Money compassAlmost 40% of multinational profits get moved to low-tax countries every year, a new study says. What’s worse, the high-tax countries losing that potential tax revenue don’t do much about it, instead focusing their efforts on getting fleeing profits back from other high-tax countries.

“We show theoretically and empirically that in the current international tax system, tax authorities of high-tax countries do not have incentives to combat profit shifting to tax havens,” write Thomas Tørsløv, Ludvig Wier and Gabriel Zucman of University of Copenhagen and University of California, Berkeley, respectively. “They instead focus their enforcement effort on relocating profits booked in other high-tax countries—in effect stealing revenue from each other. This policy failure can explain the persistence of profit shifting to low-tax countries despite the high costs involved for high-tax countries.”

The study, “The Missing Profits of Nations” from the National Bureau of Economic Research (NBER), underwritten by the Danish Ministry of Taxation and the FRIPRO program of the Research Council of Norway, says US MNCs are the biggest profit-shifting offenders, while tax revenue losses are highest in the European Union and developing countries.

The reason high-tax countries go after absconded profits in other high-tax countries is that it’s more easily done. The authors use as an example France. One euro brought back to France is worth the same whether it comes from Germany or from Bermuda, they write, but “it is easier for the French tax authority to relocate one euro booked in Germany, for three reasons.” First, the authors say, information is more readily available on the profits booked in Germany, “while no or little information typically exists on the profits booked in Bermuda.” Second, France will succeed in getting the profits because MNCs probably won’t spend the time or effort fighting tax authorities. That’s because for them, “whether profits are booked in France or Germany makes little difference to their global tax bill, since the tax rates in France and Germany are similar.”

Finally, France and Germany are friends and euro colleagues. “If there is a dispute between France and Germany, it is likely to be settled relatively quickly through the dispute resolution agreements in force among OECD countries and EU countries.”

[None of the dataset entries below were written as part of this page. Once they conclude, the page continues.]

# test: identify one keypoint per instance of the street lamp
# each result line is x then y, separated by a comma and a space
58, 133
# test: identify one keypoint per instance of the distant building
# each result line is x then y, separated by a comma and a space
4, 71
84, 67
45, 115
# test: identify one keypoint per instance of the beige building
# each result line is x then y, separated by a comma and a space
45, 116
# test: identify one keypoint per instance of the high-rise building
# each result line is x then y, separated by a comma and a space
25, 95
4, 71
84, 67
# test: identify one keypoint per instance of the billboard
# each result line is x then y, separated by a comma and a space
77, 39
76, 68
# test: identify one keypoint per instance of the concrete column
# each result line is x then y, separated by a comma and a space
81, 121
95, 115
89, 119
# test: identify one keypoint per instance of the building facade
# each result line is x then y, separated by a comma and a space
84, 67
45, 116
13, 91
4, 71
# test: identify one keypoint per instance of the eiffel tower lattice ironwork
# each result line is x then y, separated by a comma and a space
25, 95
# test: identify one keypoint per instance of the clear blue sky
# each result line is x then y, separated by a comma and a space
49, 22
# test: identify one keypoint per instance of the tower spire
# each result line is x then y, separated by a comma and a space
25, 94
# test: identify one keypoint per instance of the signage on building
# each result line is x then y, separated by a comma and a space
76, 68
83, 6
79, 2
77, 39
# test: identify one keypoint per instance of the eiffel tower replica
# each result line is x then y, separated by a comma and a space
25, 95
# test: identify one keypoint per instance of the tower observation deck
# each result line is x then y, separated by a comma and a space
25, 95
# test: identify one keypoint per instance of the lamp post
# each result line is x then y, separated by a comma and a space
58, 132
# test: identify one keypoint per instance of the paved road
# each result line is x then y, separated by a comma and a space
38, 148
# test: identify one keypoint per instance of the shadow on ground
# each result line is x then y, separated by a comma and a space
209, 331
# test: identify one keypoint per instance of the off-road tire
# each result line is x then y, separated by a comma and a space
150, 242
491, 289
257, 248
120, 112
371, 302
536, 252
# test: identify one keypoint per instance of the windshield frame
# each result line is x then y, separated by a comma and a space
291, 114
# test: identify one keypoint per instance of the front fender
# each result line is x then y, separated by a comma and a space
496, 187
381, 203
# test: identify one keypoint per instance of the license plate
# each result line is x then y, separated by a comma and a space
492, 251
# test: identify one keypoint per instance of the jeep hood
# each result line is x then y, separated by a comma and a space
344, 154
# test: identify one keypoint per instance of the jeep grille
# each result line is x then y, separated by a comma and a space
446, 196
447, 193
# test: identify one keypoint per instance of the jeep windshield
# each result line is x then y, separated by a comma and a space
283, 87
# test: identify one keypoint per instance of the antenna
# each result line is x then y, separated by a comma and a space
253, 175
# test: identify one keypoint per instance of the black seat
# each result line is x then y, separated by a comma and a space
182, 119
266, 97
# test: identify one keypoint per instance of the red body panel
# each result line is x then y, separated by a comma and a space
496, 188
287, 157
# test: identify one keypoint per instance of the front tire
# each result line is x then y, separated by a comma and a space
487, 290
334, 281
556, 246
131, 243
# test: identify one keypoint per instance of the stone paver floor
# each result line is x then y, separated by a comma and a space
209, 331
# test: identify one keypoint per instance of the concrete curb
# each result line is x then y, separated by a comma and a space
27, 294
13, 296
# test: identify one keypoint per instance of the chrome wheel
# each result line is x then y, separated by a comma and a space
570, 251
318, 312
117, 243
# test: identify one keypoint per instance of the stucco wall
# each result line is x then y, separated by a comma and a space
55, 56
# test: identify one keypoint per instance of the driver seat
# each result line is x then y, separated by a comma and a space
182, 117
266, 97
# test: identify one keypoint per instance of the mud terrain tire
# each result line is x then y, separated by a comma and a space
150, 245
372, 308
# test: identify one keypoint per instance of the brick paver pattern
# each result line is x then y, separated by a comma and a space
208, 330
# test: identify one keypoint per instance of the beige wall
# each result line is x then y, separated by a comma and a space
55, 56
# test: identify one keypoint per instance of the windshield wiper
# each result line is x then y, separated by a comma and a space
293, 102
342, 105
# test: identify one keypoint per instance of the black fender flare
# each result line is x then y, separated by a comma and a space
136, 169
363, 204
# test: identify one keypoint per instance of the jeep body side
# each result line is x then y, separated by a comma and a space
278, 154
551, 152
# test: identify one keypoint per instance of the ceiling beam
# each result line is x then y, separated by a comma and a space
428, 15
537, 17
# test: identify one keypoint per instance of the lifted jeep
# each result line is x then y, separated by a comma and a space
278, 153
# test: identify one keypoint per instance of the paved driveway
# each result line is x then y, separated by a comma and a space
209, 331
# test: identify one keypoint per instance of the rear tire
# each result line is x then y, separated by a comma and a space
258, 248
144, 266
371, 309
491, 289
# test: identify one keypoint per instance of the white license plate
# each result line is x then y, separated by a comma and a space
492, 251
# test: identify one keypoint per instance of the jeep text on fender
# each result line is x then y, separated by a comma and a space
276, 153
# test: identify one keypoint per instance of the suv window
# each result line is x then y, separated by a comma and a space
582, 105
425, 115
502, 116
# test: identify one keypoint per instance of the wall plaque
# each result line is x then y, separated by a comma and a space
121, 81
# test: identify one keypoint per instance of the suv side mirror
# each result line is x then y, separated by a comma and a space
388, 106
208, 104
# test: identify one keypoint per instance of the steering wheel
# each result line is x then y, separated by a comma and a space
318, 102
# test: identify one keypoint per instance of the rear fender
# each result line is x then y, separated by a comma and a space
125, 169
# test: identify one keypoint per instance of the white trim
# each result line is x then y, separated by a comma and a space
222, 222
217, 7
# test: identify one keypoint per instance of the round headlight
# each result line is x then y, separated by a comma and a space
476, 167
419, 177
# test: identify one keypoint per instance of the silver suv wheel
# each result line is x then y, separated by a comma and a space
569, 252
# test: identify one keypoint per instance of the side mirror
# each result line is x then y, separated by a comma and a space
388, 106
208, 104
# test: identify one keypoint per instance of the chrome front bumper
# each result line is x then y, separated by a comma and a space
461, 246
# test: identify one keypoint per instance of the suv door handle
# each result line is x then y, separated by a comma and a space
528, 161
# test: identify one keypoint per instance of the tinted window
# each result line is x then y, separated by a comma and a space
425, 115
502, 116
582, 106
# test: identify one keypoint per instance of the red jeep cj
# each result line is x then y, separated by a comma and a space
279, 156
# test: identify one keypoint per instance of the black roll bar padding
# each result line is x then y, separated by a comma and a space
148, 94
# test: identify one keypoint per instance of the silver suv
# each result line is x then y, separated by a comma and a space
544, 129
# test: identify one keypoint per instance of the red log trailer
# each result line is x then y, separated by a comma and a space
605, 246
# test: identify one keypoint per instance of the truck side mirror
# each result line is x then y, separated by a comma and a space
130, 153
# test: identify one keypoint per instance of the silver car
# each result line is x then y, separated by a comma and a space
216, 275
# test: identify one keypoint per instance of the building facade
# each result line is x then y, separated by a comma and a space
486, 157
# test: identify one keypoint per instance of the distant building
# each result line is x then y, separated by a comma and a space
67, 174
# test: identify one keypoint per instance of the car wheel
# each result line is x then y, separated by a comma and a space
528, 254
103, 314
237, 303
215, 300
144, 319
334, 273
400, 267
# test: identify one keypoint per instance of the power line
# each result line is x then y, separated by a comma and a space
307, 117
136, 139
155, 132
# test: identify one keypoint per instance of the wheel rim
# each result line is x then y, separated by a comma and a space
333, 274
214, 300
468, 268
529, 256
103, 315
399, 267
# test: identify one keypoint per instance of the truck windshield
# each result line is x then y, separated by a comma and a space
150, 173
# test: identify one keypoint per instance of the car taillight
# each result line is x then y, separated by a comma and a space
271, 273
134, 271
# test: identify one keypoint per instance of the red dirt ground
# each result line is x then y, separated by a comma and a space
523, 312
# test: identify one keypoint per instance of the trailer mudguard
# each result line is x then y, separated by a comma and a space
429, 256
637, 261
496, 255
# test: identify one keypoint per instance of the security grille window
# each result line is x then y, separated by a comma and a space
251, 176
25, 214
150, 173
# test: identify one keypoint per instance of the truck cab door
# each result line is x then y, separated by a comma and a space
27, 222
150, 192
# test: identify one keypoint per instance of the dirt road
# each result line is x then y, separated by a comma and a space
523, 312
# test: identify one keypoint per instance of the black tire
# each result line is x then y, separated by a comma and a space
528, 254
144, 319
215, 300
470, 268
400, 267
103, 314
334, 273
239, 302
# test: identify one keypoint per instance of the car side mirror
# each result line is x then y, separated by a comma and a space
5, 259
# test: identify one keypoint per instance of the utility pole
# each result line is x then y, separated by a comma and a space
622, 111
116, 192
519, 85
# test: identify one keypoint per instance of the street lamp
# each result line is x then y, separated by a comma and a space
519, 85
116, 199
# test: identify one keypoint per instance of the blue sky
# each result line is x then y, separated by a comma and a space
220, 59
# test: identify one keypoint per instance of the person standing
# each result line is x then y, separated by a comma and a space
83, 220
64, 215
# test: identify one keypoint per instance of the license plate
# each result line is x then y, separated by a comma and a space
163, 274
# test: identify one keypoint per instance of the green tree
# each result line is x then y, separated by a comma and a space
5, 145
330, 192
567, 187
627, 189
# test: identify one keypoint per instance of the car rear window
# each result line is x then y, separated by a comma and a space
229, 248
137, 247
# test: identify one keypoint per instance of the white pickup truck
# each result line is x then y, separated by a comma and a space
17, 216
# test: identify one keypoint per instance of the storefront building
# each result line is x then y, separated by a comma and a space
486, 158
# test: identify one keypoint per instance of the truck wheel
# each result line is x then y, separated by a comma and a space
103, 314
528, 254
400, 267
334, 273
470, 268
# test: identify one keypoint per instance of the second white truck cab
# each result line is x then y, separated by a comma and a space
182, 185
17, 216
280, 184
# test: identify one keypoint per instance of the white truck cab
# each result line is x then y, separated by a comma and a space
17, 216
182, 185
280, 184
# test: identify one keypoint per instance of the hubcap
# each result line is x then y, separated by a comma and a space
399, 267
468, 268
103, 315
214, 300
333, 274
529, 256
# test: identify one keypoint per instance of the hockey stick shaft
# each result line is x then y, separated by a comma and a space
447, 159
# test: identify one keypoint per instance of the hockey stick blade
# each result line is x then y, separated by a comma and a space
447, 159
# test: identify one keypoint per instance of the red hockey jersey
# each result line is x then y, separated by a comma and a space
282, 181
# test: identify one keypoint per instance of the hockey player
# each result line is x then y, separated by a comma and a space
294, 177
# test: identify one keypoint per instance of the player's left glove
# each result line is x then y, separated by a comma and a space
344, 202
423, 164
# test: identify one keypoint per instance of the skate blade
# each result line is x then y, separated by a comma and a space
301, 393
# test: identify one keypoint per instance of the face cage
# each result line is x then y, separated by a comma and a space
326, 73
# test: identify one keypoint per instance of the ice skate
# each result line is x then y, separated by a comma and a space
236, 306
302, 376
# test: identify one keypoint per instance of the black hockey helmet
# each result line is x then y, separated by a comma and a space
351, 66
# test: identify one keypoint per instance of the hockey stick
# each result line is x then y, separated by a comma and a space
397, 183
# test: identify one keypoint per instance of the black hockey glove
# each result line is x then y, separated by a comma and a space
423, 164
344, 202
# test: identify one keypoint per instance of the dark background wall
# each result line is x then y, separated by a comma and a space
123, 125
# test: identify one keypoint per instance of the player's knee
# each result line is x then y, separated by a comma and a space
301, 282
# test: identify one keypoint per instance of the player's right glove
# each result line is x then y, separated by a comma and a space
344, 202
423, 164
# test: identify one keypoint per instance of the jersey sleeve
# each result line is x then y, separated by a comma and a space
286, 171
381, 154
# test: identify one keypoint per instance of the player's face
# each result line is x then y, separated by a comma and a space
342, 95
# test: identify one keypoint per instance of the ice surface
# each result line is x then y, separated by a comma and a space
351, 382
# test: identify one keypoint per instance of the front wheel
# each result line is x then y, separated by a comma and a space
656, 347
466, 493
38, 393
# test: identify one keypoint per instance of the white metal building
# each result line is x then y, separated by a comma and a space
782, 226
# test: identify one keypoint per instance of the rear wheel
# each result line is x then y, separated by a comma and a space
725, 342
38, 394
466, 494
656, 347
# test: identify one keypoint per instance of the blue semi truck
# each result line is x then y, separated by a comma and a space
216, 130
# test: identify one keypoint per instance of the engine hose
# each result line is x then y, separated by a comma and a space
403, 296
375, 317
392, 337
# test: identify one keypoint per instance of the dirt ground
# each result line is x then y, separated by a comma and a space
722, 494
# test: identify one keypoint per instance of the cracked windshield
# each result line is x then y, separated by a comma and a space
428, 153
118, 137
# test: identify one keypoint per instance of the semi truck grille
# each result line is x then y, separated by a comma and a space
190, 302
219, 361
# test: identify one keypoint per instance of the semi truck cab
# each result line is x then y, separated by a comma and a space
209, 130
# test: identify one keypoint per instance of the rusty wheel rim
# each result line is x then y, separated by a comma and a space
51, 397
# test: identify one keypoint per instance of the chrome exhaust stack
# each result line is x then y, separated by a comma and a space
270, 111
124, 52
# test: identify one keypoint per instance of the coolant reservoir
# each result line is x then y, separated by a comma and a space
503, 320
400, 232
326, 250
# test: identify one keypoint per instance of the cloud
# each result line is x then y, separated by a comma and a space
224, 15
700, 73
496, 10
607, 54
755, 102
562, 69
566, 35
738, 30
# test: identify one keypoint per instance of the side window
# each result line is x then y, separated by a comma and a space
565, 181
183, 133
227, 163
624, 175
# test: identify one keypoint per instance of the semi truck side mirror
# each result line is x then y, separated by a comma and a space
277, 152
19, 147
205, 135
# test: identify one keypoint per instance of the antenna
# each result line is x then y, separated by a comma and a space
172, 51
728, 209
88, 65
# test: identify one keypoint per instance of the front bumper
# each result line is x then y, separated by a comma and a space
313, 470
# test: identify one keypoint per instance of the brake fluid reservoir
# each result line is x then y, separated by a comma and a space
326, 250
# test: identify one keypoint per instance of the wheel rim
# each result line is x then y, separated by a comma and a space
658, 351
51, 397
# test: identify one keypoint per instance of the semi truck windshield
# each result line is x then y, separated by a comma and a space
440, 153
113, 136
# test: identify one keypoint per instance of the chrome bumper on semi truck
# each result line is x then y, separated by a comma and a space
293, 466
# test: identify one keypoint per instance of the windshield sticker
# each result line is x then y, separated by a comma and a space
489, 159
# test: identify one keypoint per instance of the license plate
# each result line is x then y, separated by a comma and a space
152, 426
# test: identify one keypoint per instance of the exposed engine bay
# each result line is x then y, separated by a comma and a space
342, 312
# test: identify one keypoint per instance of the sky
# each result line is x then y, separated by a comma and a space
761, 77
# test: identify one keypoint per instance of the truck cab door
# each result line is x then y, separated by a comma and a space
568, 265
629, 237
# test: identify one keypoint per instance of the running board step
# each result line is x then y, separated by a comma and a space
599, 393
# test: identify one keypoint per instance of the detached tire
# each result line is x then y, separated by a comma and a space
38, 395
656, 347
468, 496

Ultimately, the effort to claw back profits from Germany “crowds out the correction of transfer prices involving transactions between France and low-tax countries.” Corrections from low-tax havens are harder to make because there is not as much data on profits booked in them, they costlier due to firms needing legal help to defend their transfer pricing plans, and take more time because a lack of cooperation.

The authors back up their claims about the size of shifted profits by analyzing the data from tax havens. Until recently, the authors say, data published by tax havens “were too limited to conduct this exercise meaningfully.” But more recently the OECD and the IMF have stepped in to help coordinate and compile the data. Included in the data sets is the amount of wages paid by affiliates of foreign multinational companies and the profits these affiliates make. With this data the authors were able to analyze “a simple macro statistic,” the ratio of pre-tax corporate profits to wages.

What it told them is that in non-tax-haven countries, “foreign firms are systematically less profitable than local firms. In tax havens, by contrast, they are systematically more profitable—and hugely so. While for local firms the ratio of taxable profits to wages is typically around 30%–40%, for foreign firms in tax havens the ratio is an order of magnitude higher—as much as 800% in Ireland. This corresponds to a capital share of corporate value-added of 80%–90% (vs. around 25% in local firms).”

What this means, the authors hypothesize, is that tax havens with high profits-to-wage ratios can be explained by “shifting effects.” This gets them to the big statistic, that nearly 40% of multinational profits, that is, those “defined as profits made by multinational companies outside of the country where their parent is located” were shifted to tax havens in a given year. This was equivalent to about $600bn in profits in 2015.